Characterization of three homologous basic leucine zipper transcription factors (bZIP) of the ABI5 family during Arabidopsis thaliana embryo maturation.

The Arabidopsis thaliana genome contains approximately 80 genes encoding basic leucine zipper transcription factors, divided into 11 groups. Abscisic Acid-Insensitive 5 (ABI5) is one of the 13 members of group A and is involved in ABA signalling during seed maturation, and germination. Seven other members of this group are expressed during seed maturation, but only one of them (Enhanced Em Level, EEL) has been functionally characterized during this developmental phase. Since EEL and two other group A genes, AtbZIP67 and AREB3 (ABA-Responsive Element Binding protein 3), display similar mRNA temporal expression in whole siliques, it is suspected that they might share some overlapping functions. To address this question, the proteins' tissular and subcellular localization in transgenic Arabidopsis were precisely characterized, using translational fusions with a green fluorescent protein (GFP) expressed under the corresponding bZIP promoter. It was found that the three fusion proteins were expressed with a largely overlapping pattern and constitutively localized in the nuclei. An RNA interference approach (RNAi) was then used to knock out the expression of all three genes simultaneously. Endogenous EEL, AREB3, and AtbZIP67 transcripts could be specifically reduced, but no visible defects could be observed during seed maturation.
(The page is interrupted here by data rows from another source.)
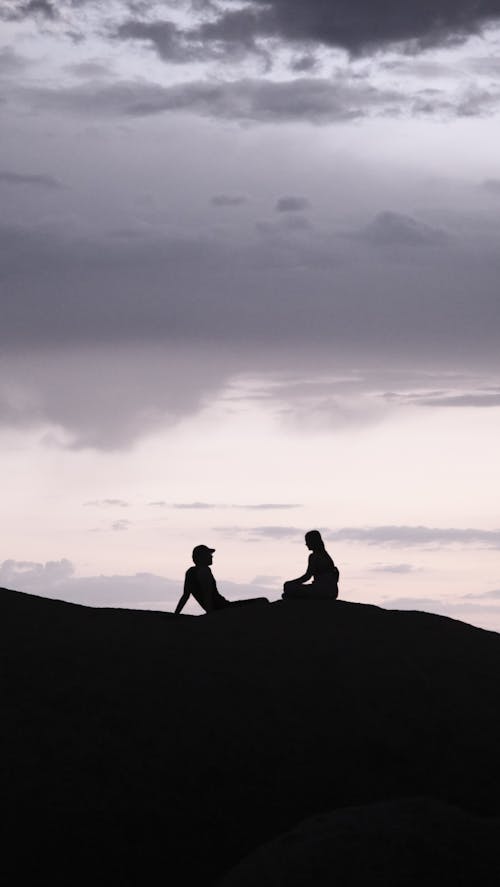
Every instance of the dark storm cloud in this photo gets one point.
(228, 200)
(291, 204)
(63, 289)
(90, 69)
(483, 397)
(171, 43)
(42, 181)
(87, 319)
(396, 229)
(16, 10)
(354, 25)
(254, 100)
(409, 537)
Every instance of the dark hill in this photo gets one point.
(139, 741)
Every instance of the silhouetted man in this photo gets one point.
(200, 583)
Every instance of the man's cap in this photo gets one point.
(202, 549)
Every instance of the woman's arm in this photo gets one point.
(182, 601)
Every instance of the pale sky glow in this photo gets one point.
(249, 287)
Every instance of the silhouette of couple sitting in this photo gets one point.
(200, 583)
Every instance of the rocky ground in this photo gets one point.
(303, 742)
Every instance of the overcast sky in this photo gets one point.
(249, 286)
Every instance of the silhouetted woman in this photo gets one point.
(320, 568)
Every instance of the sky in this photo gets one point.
(249, 287)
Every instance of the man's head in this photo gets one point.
(202, 555)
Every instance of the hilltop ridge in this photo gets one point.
(141, 739)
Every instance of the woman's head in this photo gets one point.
(314, 541)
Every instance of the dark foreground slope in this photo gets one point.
(138, 741)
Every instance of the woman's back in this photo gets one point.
(320, 563)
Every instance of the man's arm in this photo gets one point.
(181, 603)
(184, 598)
(206, 582)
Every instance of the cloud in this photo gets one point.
(106, 503)
(318, 100)
(354, 25)
(43, 181)
(120, 525)
(463, 400)
(492, 185)
(195, 506)
(11, 62)
(17, 10)
(291, 204)
(228, 200)
(270, 532)
(485, 596)
(56, 579)
(400, 569)
(30, 574)
(268, 506)
(481, 398)
(396, 229)
(421, 537)
(268, 581)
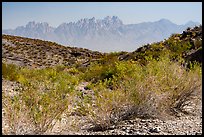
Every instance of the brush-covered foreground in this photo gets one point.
(116, 91)
(76, 89)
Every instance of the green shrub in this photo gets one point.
(10, 71)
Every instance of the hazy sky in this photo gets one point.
(20, 13)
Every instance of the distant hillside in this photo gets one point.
(187, 45)
(37, 53)
(106, 35)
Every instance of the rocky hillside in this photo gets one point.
(37, 53)
(187, 45)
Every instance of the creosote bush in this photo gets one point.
(154, 90)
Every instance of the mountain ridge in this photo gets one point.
(105, 35)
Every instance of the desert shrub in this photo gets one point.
(10, 71)
(154, 90)
(45, 97)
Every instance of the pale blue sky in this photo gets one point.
(20, 13)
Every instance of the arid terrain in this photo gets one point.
(48, 88)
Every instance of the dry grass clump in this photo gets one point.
(154, 90)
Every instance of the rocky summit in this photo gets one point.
(51, 89)
(104, 35)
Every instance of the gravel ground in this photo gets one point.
(182, 125)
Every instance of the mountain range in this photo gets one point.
(104, 35)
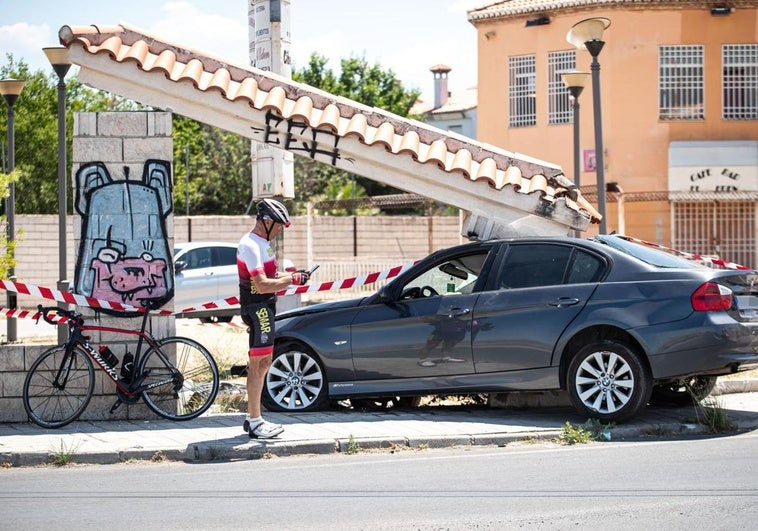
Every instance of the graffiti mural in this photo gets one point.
(322, 142)
(124, 254)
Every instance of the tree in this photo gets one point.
(364, 83)
(36, 132)
(7, 259)
(219, 169)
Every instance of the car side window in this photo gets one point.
(585, 268)
(532, 265)
(454, 275)
(225, 256)
(198, 258)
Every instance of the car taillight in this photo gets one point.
(710, 297)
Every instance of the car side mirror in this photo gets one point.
(384, 295)
(453, 271)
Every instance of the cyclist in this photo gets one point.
(259, 281)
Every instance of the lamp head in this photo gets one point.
(11, 87)
(58, 57)
(587, 30)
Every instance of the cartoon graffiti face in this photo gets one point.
(128, 279)
(124, 256)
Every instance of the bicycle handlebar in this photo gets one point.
(70, 315)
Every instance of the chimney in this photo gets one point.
(440, 84)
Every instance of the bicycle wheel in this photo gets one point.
(58, 387)
(180, 378)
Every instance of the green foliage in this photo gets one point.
(712, 415)
(367, 84)
(219, 169)
(36, 131)
(7, 259)
(219, 162)
(592, 430)
(64, 455)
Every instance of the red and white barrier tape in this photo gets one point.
(16, 313)
(689, 256)
(91, 302)
(71, 298)
(347, 283)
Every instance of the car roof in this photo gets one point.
(195, 245)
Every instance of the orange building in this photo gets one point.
(679, 111)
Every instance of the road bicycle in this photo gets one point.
(176, 377)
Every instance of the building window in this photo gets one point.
(522, 91)
(723, 229)
(680, 83)
(740, 81)
(559, 106)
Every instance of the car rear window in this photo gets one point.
(654, 257)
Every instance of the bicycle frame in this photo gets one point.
(131, 389)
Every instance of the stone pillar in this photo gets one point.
(123, 228)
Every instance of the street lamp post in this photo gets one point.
(588, 35)
(58, 58)
(10, 90)
(575, 82)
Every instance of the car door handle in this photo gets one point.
(564, 301)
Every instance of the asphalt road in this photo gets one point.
(705, 483)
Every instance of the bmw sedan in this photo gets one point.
(609, 320)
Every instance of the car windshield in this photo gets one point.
(654, 257)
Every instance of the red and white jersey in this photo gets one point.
(254, 257)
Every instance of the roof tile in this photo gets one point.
(282, 96)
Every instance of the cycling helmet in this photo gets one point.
(272, 209)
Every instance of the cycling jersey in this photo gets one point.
(254, 257)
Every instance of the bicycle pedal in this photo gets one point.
(115, 406)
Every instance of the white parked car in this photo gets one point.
(205, 272)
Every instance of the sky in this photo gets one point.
(406, 36)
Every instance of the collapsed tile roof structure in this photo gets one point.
(506, 193)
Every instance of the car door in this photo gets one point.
(194, 283)
(425, 330)
(224, 272)
(538, 290)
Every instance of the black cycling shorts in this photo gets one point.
(259, 318)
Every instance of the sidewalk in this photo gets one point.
(220, 436)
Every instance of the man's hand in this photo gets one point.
(300, 277)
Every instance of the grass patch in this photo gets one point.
(592, 430)
(228, 403)
(64, 455)
(158, 457)
(713, 417)
(353, 446)
(658, 431)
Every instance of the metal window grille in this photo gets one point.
(522, 91)
(680, 83)
(740, 81)
(722, 229)
(559, 106)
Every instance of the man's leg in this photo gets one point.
(256, 374)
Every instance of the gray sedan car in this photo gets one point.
(609, 320)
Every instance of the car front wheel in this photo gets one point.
(296, 380)
(608, 381)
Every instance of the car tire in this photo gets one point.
(296, 380)
(608, 381)
(684, 392)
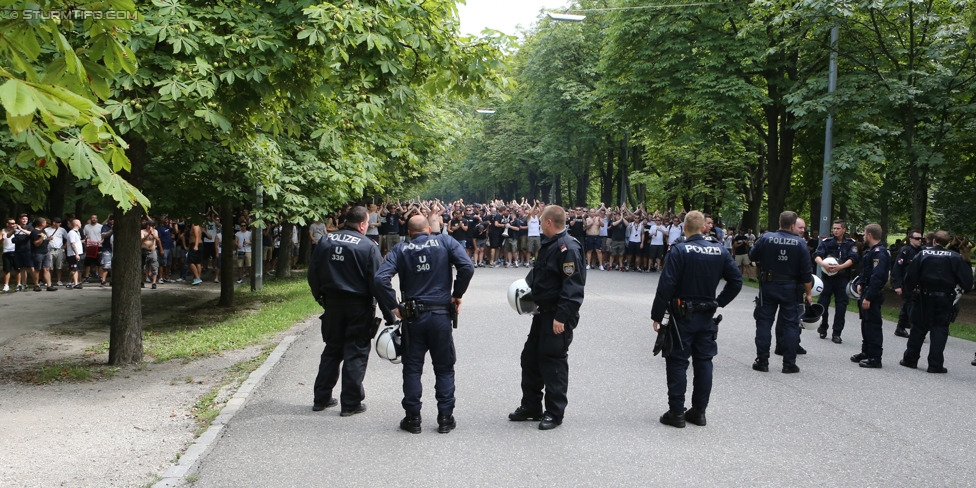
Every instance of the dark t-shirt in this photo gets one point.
(618, 232)
(43, 248)
(737, 249)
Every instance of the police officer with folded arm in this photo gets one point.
(932, 277)
(557, 279)
(340, 275)
(898, 270)
(835, 276)
(687, 287)
(429, 308)
(785, 283)
(870, 285)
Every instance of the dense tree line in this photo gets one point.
(181, 103)
(722, 106)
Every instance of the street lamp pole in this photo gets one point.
(826, 192)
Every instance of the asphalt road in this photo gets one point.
(833, 424)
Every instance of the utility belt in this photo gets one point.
(937, 294)
(681, 308)
(411, 309)
(769, 277)
(546, 308)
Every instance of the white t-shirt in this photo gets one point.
(210, 227)
(674, 232)
(8, 242)
(93, 232)
(243, 240)
(74, 243)
(657, 235)
(634, 230)
(374, 227)
(57, 237)
(535, 226)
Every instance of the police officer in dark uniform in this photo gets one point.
(870, 283)
(557, 279)
(785, 282)
(898, 270)
(835, 277)
(428, 310)
(932, 278)
(340, 275)
(687, 288)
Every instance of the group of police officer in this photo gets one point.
(347, 273)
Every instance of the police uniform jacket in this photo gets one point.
(874, 272)
(692, 271)
(782, 256)
(558, 276)
(342, 267)
(898, 269)
(938, 270)
(841, 251)
(424, 267)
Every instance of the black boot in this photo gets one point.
(411, 423)
(445, 423)
(674, 418)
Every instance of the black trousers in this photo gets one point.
(905, 318)
(545, 365)
(929, 315)
(871, 332)
(345, 329)
(835, 287)
(431, 332)
(697, 333)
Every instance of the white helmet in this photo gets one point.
(812, 313)
(388, 342)
(852, 289)
(830, 260)
(520, 297)
(817, 286)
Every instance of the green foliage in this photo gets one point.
(56, 72)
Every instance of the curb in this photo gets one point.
(174, 476)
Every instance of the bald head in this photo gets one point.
(800, 227)
(418, 224)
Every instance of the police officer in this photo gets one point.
(785, 281)
(870, 284)
(898, 270)
(340, 275)
(687, 288)
(557, 279)
(932, 278)
(429, 307)
(835, 276)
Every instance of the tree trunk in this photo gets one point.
(283, 268)
(228, 253)
(56, 196)
(125, 324)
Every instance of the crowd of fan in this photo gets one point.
(43, 254)
(49, 254)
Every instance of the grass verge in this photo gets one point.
(208, 407)
(258, 316)
(53, 371)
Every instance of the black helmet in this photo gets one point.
(812, 314)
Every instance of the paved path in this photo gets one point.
(833, 424)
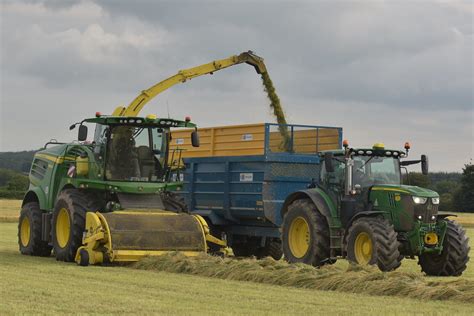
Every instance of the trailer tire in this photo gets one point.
(373, 241)
(453, 259)
(29, 231)
(305, 234)
(69, 222)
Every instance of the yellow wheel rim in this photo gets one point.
(63, 228)
(25, 231)
(363, 248)
(299, 237)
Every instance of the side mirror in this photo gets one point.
(424, 164)
(328, 157)
(195, 139)
(82, 133)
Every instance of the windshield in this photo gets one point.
(371, 170)
(136, 154)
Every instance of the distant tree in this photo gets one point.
(464, 197)
(445, 186)
(446, 203)
(5, 176)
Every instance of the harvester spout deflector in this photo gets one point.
(253, 60)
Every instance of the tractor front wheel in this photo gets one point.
(305, 234)
(69, 223)
(453, 259)
(29, 231)
(373, 241)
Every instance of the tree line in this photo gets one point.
(456, 190)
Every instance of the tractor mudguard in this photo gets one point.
(319, 198)
(35, 194)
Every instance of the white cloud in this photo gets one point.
(385, 70)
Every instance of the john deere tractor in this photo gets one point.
(360, 210)
(110, 199)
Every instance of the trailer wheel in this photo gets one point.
(29, 231)
(453, 259)
(373, 241)
(305, 234)
(69, 222)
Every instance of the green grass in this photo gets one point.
(43, 285)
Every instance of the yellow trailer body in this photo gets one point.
(253, 140)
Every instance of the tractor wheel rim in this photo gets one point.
(363, 248)
(299, 237)
(63, 227)
(25, 231)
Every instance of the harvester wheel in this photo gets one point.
(453, 259)
(373, 241)
(84, 262)
(305, 234)
(29, 231)
(69, 221)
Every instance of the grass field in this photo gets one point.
(43, 285)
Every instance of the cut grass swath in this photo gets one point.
(356, 279)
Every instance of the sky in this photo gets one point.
(384, 71)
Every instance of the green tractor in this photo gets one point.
(111, 199)
(361, 211)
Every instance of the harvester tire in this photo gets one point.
(453, 259)
(69, 222)
(305, 234)
(29, 231)
(373, 241)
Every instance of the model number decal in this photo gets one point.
(246, 177)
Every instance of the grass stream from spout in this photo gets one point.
(277, 109)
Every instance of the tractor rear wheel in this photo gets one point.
(453, 259)
(69, 222)
(29, 231)
(373, 241)
(305, 234)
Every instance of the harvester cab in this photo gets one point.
(372, 218)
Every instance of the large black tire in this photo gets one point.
(29, 231)
(373, 241)
(314, 250)
(76, 203)
(453, 259)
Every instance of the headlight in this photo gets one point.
(419, 200)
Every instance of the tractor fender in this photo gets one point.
(317, 196)
(35, 195)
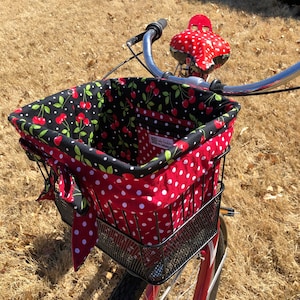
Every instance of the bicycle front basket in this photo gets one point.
(133, 146)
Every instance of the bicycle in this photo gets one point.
(113, 131)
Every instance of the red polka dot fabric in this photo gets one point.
(128, 157)
(207, 49)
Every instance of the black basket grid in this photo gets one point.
(156, 264)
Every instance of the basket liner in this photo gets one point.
(133, 146)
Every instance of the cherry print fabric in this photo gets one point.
(208, 50)
(135, 150)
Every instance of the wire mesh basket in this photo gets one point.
(139, 161)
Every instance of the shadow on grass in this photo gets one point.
(264, 8)
(52, 254)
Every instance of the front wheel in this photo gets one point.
(181, 286)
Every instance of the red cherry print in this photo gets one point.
(74, 93)
(127, 176)
(38, 120)
(133, 94)
(209, 110)
(86, 121)
(18, 110)
(59, 119)
(191, 92)
(201, 106)
(109, 96)
(192, 99)
(80, 117)
(185, 103)
(99, 152)
(219, 124)
(228, 107)
(104, 135)
(182, 145)
(152, 85)
(122, 81)
(156, 92)
(57, 140)
(124, 129)
(174, 111)
(148, 89)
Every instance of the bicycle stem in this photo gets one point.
(197, 82)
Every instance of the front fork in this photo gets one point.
(207, 275)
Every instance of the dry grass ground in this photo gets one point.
(47, 46)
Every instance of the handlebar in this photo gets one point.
(154, 31)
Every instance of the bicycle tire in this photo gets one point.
(129, 288)
(132, 288)
(219, 256)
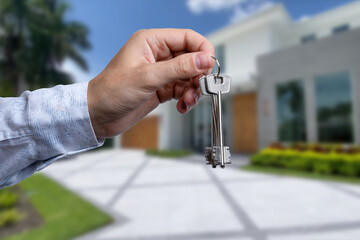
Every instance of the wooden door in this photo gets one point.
(143, 135)
(245, 123)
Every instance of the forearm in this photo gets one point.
(40, 127)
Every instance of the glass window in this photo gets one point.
(291, 111)
(308, 38)
(334, 107)
(340, 29)
(220, 56)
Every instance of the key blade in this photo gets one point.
(202, 83)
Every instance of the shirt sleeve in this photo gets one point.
(42, 126)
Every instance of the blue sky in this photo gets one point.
(112, 22)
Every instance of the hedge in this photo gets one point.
(324, 159)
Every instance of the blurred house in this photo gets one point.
(292, 82)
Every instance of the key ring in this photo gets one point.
(217, 63)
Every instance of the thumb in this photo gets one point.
(184, 66)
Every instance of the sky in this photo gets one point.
(112, 22)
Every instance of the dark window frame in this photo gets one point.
(291, 128)
(341, 28)
(308, 38)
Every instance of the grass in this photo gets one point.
(168, 153)
(65, 214)
(302, 174)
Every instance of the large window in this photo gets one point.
(291, 112)
(341, 29)
(308, 38)
(334, 107)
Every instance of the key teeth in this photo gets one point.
(212, 156)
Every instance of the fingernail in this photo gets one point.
(202, 61)
(196, 97)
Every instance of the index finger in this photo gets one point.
(176, 40)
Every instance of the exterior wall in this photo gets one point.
(330, 55)
(322, 24)
(245, 40)
(242, 50)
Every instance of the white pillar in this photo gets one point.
(117, 142)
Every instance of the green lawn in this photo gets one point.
(294, 173)
(65, 214)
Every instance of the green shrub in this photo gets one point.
(9, 217)
(322, 159)
(8, 199)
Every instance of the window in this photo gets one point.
(341, 29)
(308, 38)
(220, 56)
(334, 107)
(291, 111)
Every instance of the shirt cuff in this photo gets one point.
(60, 122)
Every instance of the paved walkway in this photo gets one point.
(157, 199)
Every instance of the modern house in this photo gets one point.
(292, 82)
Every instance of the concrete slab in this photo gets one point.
(166, 199)
(294, 202)
(173, 210)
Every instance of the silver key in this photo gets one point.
(215, 85)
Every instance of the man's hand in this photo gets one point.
(153, 67)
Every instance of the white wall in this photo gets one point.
(242, 50)
(322, 24)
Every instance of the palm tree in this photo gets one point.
(46, 40)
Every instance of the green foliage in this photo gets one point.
(321, 159)
(168, 153)
(9, 217)
(35, 39)
(7, 199)
(65, 214)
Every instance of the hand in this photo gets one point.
(153, 67)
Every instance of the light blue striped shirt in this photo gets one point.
(42, 126)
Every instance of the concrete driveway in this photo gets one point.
(152, 198)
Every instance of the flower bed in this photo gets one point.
(324, 159)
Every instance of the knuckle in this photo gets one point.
(140, 32)
(183, 66)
Analysis of an activated ABI5 allele using a new selection method for transgenic Arabidopsis seeds.

The Arabidopsis abscisic acid (ABA) insensitive (ABI)5 transcription factor participates in the ABA-dependent induction of late embryogenesis abundant (LEA) genes in the final stages of seed development. We tested whether the VP16 transcriptional activation domain is sufficient to provide ABI5 with the ability to activate the AtEm LEA genes in vegetative tissues. We took advantage of a new transgenic seed selection assay based on green fluorescent protein (GFP) fluorescence and found that VP16-ABI5 triggered growth retardation and ABA-independent induction of AtEm1 in seedlings. These results indicate that ABI5 activation potential is a limiting step and might be a target for ABA signaling.

The homologous ABI5 and EEL transcription factors function antagonistically to fine-tune gene expression during late embryogenesis.

In Arabidopsis, the basic leucine zipper transcription factor ABI5 activates several late embryogenesis-abundant genes, including AtEm1 and AtEm6. However, the expression of many other seed maturation genes is independent of ABI5. We investigated the possibility that ABI5 homologs also participate in the regulation of gene expression during seed maturation. We identified 13 ABI5-related genes in the Arabidopsis genomic sequence. RNA gel blot analysis showed that seven of these genes are active during seed maturation and that they display distinct expression kinetics. We isolated and characterized two mutant alleles of one of these genes, AtbZIP12/EEL. Unlike abi5, the eel mutations did not inhibit the expression of any of the maturation marker genes that we monitored. On the contrary, the accumulation of the AtEm1 and AtEm6 mRNAs was enhanced in eel mutant seeds compared with wild-type seeds. Gel mobility shift assays, combined with analysis of the genetic interactions among the eel and abi5 mutations, indicated that ABI5 and EEL compete for the same binding sites within the AtEm1 promoter. This study illustrates how two homologous transcription factors can play antagonistic roles to fine-tune gene expression.